Healthy low carb & low fat diets
Executive Summary
* A study about mortality and healthy and unhealthy, low-carb and low-fat, diets received much coverage.
* The study was large and long – 45% of participants died during the study, so there was much mortality to review.
* The headline claims were that the overall low-carb diet and the unhealthy low-carb diet were associated with higher mortality, while the healthy low-carb diet was associated with lower mortality. All low-fat diets (overall, healthy and unhealthy) were associated with lower mortality.
* There were many issues with the study:
- The usual flaws of Food Frequency Questionnaires applied.
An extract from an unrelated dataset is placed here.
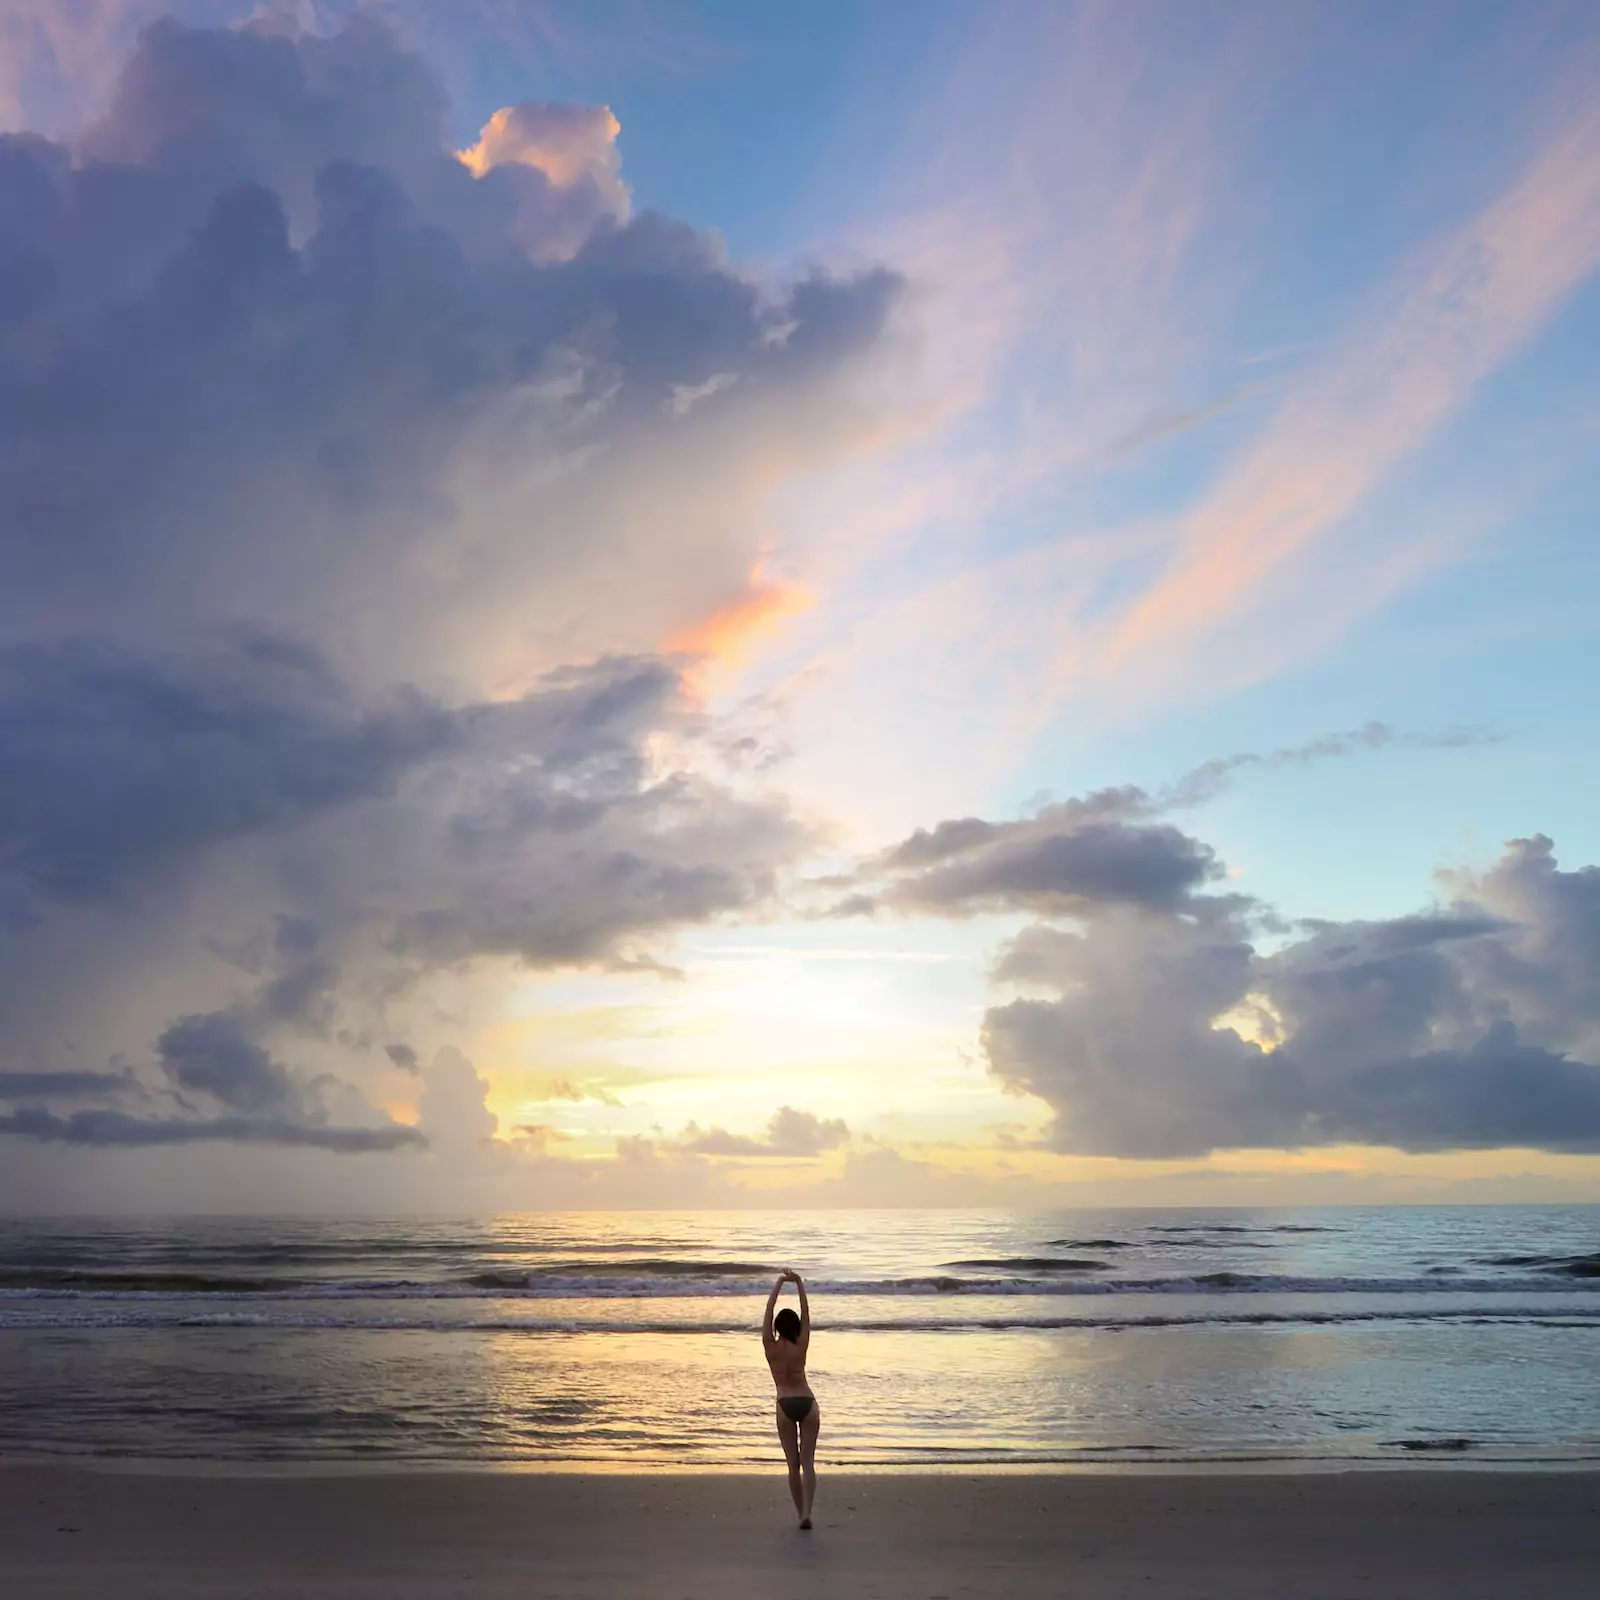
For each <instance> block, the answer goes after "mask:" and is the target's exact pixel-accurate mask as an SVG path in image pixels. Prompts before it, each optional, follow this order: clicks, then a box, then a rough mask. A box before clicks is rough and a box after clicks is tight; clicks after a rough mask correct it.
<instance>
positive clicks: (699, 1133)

This study conducted one questionnaire back in the mid-1990s, while people were followed up for an average of 23.5 years.
- Low carb was taken as up to 42% of calorie intake, which is not low carb.
- As usual, judgements were made about what was considered healthy vs unhealthy.
- There were large differences between people in different intake groups. Exercise, smoking and alcohol intake were vastly different in some cases. These were adjusted for, but a completely different person can't be adjusted for.
* The paper offered no plausible explanation for the findings.
* The paper noted that this was a population study and therefore can only suggest associations, not causation. Nevertheless, language slipped into inferring causation in several passages in the paper.
* People will take away from this paper the idea that low-fat diets are good – even unhealthy ones – and low-carb diets are bad (unless plant-based). There were so many issues, rendering the findings invalid.